Search code examples
javardfjena

Auto-Detect File Extension with APACHE JENA


I want to convert any file extension to .ttl (TURTLE) and I need to use Apache Jena, I am aware of how it can be accomplished using RDFJ4 but the output isn't as accurate as it is using Jena. I want to know how I can auto-detect the extension or rather file type if I am not aware of the extension when reading a file from a directory. This is my code when I hardcode the file-name, it works, I just need help in auto detecting the file type. My code is as follows:

public class Converter {

public static void main(String[] args) throws FileNotFoundException {

    String fileName = "./abc.rdf";
    Model model = ModelFactory.createDefaultModel();

    //I know this is how it is done with RDF4J but I need to use Apache Jena.
/* RDFParser rdfParser = Rio.createParser(Rio.getWriterFormatForFileName(fileName).orElse(RDFFormat.RDFXML));
       RDFWriter rdfWriter = Rio.createWriter(RDFFormat.TURTLE,
               new FileOutputStream("./"+stripExtension(fileName)+".ttl"));*/

    InputStream is = FileManager.get().open(fileName);
    if (is != null) {
        model.read(is, null, "RDF/XML");
        model.write(new FileOutputStream("./converted.ttl"), "TURTLE");

    } else {
        System.err.println("cannot read " + fileName);
    }
  }
}

All help and advice will be highly appreciated.


Solution

  • There is functionality that handles reading from a file using the extension to determine the syntax:

    RDFDataMgr.read(model, fileName);
    

    It also handles compressed files e.g. "file.ttl.gz".
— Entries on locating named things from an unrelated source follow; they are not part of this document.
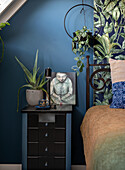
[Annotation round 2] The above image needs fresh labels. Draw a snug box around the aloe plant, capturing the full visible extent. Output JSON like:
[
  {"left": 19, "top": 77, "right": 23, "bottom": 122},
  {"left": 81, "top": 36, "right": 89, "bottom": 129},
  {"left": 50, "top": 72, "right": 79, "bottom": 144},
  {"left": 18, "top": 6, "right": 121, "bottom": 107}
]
[
  {"left": 15, "top": 50, "right": 48, "bottom": 112},
  {"left": 0, "top": 22, "right": 10, "bottom": 63}
]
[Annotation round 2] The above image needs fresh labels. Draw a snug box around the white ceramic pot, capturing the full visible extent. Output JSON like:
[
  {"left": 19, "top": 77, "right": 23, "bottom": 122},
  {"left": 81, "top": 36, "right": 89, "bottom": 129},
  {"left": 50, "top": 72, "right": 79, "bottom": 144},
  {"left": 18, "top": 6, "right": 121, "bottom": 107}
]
[{"left": 26, "top": 89, "right": 43, "bottom": 106}]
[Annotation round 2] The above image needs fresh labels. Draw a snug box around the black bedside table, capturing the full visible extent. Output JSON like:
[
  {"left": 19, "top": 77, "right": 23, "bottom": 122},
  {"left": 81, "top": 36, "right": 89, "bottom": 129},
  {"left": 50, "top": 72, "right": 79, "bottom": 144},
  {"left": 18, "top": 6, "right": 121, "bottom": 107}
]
[{"left": 22, "top": 105, "right": 72, "bottom": 170}]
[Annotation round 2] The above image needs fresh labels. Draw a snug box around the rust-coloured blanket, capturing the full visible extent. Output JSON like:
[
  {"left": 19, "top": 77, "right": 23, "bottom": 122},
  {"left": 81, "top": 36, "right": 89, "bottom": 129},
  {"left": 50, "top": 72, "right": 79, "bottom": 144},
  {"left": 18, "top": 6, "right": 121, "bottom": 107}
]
[{"left": 81, "top": 106, "right": 125, "bottom": 170}]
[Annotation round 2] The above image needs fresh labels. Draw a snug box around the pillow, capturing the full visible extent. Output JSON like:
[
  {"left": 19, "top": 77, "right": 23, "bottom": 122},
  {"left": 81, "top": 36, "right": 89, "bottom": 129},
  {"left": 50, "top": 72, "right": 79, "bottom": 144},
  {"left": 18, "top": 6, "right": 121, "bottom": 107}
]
[{"left": 109, "top": 58, "right": 125, "bottom": 109}]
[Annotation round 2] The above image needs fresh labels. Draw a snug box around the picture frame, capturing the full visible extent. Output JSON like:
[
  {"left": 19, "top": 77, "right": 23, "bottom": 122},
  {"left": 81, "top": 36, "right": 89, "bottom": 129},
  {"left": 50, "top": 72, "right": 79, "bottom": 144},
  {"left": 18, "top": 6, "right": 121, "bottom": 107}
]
[{"left": 50, "top": 72, "right": 76, "bottom": 105}]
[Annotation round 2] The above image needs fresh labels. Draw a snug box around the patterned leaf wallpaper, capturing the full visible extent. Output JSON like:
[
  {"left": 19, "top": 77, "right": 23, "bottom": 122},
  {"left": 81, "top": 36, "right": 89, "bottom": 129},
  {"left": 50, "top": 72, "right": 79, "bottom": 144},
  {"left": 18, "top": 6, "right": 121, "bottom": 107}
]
[{"left": 94, "top": 0, "right": 125, "bottom": 105}]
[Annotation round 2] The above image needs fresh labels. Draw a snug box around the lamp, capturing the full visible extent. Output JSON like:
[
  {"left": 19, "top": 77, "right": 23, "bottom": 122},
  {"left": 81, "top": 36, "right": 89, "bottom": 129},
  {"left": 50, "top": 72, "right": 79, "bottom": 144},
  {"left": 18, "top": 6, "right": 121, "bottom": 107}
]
[{"left": 45, "top": 67, "right": 52, "bottom": 106}]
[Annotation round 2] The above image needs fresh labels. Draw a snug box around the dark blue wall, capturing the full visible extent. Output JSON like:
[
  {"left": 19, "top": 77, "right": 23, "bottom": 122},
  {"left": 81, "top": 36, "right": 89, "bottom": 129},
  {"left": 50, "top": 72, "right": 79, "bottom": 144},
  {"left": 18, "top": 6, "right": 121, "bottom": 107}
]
[{"left": 0, "top": 0, "right": 93, "bottom": 164}]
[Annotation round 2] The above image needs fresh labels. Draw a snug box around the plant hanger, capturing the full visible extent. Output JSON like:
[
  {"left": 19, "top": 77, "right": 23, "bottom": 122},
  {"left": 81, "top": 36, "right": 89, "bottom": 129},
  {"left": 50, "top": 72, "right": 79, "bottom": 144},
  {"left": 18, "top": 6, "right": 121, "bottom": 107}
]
[{"left": 64, "top": 0, "right": 102, "bottom": 38}]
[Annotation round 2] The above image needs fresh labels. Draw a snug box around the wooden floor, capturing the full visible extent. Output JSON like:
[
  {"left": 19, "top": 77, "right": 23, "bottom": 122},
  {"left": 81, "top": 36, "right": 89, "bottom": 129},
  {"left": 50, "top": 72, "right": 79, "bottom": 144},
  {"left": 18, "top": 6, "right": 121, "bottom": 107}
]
[{"left": 72, "top": 165, "right": 86, "bottom": 170}]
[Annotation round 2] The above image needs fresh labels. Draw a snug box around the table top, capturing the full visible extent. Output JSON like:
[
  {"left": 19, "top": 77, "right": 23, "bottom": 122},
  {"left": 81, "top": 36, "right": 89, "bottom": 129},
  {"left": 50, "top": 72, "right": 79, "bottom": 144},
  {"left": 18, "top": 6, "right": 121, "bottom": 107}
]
[{"left": 21, "top": 105, "right": 73, "bottom": 113}]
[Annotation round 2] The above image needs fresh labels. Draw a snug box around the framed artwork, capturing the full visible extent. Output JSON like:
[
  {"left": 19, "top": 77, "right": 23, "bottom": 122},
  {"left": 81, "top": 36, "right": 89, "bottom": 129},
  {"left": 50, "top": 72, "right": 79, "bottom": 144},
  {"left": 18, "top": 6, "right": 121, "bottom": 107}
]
[{"left": 50, "top": 72, "right": 76, "bottom": 105}]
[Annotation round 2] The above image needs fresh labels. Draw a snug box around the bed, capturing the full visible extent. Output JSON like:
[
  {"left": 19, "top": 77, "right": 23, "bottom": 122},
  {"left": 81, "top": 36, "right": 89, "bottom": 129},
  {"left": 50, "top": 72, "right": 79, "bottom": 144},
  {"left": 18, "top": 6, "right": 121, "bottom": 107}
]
[{"left": 80, "top": 56, "right": 125, "bottom": 170}]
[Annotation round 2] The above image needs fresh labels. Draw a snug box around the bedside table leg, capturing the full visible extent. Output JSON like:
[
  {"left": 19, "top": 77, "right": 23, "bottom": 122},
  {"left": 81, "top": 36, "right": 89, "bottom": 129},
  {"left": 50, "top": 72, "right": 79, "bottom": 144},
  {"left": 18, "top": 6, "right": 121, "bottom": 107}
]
[
  {"left": 22, "top": 114, "right": 27, "bottom": 170},
  {"left": 66, "top": 113, "right": 72, "bottom": 170}
]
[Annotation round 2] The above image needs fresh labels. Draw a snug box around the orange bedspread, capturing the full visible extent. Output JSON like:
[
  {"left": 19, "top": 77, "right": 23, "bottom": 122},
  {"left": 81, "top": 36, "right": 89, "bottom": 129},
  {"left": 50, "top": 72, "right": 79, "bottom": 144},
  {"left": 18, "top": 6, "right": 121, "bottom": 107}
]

    There is a registry of languages:

    RDFLanguages.fileExtToLang(...)
    RDFLanguages.filenameToLang(...)
    

    For more control see RDFParser:

    RDFParser.create().
      source(FileName)
      ... many options including forcing the language ...
      .parse(model);
    

    https://jena.apache.org/documentation/io/rdf-input.html